[Issue #04] Subject of Datasets

Published on: 15/05/2019
Last update: 29/05/2019
Discussion

W3C DCAT (and DCAT-AP) defines a property to indicate the thematic scope of datasets. This is, dcat:theme (sub-class of dcterms:subject). The DCAT-AP recommends the use of the 13-term Data Theme Taxonomy defined by the EU Publications Office: http://publications.europa.eu/resource/authority/data-theme 

CODE Themes
AGRI Agriculture, fisheries, forestry and food
ECON Economy and finance
EDUC Education, culture and sport
ENER Energy
ENVI Environment
GOVE Government and public sector
HEAL Health
INTR International issues
JUST Justice, legal system and public safety
REGI Regions and cities
SOCI Population and society
TECH Science and technology
TRAN Transport

A dataset may include none or several dcat:theme properties, so a dataset composed of different data topics may be described using more than one dcat:theme properties. For instance, a registry of persons and vehicles would be classified in the categories TRAN and SOCI.

No discussion on the use of dcat:theme and the 13-term taxonomy for datasets, but this high-level classification seems not being enough to classify master data.

Proposals/options to discuss:

  1. Use only this 13-term taxonomy
  2. Create a controlled fine-grained scheme to classify those topics (aligned with Eurovoc)
  3. Use Eurovoc terms directly to classify the topics.
  4. Use dcterms:type to classify Datasets directly using other schemes.
  5. Create a new sub-property of dcterms:subject/dcat:theme to classify the fine-grained elements.

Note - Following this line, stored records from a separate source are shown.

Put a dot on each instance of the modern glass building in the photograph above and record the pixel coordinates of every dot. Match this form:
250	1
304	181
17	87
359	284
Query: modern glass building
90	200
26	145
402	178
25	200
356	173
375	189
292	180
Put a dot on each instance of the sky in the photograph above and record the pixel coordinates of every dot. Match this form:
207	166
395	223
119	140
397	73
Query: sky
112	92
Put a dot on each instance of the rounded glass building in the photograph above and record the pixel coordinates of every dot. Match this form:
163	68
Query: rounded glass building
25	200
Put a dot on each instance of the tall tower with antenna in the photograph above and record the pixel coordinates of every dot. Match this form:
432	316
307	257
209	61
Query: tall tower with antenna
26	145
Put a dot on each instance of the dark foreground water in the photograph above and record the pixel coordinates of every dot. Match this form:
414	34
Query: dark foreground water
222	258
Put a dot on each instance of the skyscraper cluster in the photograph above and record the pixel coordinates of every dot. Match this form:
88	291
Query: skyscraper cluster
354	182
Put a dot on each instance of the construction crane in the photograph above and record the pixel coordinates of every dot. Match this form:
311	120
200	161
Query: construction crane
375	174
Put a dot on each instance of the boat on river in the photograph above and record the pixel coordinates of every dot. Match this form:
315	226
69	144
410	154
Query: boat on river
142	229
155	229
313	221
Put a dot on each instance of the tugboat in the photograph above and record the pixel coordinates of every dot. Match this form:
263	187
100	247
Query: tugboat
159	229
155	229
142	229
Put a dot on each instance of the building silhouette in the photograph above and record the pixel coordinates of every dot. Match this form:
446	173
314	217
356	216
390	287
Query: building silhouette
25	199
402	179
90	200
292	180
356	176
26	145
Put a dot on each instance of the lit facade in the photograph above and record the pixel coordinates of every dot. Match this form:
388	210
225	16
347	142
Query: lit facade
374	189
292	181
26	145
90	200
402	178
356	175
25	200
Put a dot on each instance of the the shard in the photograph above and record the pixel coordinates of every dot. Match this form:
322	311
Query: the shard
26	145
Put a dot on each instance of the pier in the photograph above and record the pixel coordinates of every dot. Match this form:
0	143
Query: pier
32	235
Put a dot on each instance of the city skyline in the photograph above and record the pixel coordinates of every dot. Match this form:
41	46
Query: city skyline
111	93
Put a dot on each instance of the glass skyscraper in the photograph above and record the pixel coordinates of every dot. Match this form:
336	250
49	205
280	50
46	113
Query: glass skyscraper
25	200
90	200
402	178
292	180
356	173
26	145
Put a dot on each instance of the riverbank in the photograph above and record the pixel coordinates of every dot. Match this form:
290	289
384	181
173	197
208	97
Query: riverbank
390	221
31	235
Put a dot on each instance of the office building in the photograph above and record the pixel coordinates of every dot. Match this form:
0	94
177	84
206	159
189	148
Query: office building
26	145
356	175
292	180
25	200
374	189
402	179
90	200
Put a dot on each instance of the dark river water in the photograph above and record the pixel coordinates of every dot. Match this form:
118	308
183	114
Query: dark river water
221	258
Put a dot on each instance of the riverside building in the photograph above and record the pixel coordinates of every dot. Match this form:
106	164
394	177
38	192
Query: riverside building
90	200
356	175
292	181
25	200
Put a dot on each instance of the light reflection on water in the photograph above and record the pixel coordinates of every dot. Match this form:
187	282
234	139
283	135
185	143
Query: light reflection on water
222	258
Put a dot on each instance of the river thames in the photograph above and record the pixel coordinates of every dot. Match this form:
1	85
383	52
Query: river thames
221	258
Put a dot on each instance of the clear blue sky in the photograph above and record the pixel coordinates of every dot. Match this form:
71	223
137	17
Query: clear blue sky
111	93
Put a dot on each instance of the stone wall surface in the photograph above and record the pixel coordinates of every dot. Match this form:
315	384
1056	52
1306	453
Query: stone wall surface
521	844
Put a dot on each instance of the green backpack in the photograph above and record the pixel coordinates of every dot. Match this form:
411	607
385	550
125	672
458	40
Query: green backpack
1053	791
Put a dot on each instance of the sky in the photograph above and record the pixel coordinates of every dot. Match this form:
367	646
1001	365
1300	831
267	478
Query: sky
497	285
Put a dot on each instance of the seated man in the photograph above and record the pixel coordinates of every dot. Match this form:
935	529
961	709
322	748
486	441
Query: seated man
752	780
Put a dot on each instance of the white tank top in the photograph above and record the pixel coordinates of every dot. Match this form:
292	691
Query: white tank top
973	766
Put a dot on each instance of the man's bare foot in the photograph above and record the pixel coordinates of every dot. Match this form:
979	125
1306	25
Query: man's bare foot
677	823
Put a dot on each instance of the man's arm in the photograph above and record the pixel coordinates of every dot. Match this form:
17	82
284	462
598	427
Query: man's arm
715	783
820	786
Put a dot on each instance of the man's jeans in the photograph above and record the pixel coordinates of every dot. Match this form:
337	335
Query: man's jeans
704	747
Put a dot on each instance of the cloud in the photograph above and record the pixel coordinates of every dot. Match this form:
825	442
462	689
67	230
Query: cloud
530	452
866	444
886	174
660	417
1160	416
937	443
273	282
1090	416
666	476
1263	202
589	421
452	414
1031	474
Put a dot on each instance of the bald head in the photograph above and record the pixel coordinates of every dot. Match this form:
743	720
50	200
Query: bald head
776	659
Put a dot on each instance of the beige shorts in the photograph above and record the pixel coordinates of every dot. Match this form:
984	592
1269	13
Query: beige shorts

This issue included also the discussion of how to describe the elements of dasets. So, another issue was created to deal with this topic. See also [Issue #05] Content of Datasets (DataElement).

Comments are welcomed!

Shared on

Comments

Fotis Zygoulis (not verified)
Wed, 22/05/2019 - 13:33

Is it obligatory to use Eurovoc terminology to classify the topics?

Bart Hanssens (not verified)
Wed, 22/05/2019 - 16:37

I'd recommend to split this in two issues: whether or not to create a DataElement (something I'd recommend) and another one on the thesaurus to be used to classify the datasources.

For the classification I'd suggest to use dcat:theme as property and suggest (but not require, nor restrict) to use the EU data (portal) themes. I'm not against Eurovoc, on the contrary, but some users may fail a bit overwhelmed with such a large thesaurus.

In addition, regardless of the outcome of this issue, it would be nice if the EU Publication Office could publish a SKOS mapping to match the MDR data themes to Eurovoc terms (would be very useful in other domains / projects as well)

Thu, 23/05/2019 - 17:22

Thanks for your comments. This issue was already split in two, as suggested.

The current one remains as [Issue #04] Subject of Datasets (thematic taxonomy).

A new one, [Issue #05], was created to discuss the DataElement proposal.

Jim Yang (not verified)
Mon, 27/05/2019 - 08:09

Support creating a DataElement (which is already done).

Mon, 27/05/2019 - 09:42

Fotis, Eurovoc is not mandatory. Perhaps too detailed for an easy-to-use solution but definitively it should be recommended in some way.

+1 to Bart's proposal on the map of MDR dataset themes <-> Eurovoc. This link to Eurovoc would be really helpful.   

Tue, 03/09/2019 - 09:55

CLOSED ISSUE. Decision: to use Eurovoc + Themes NAL.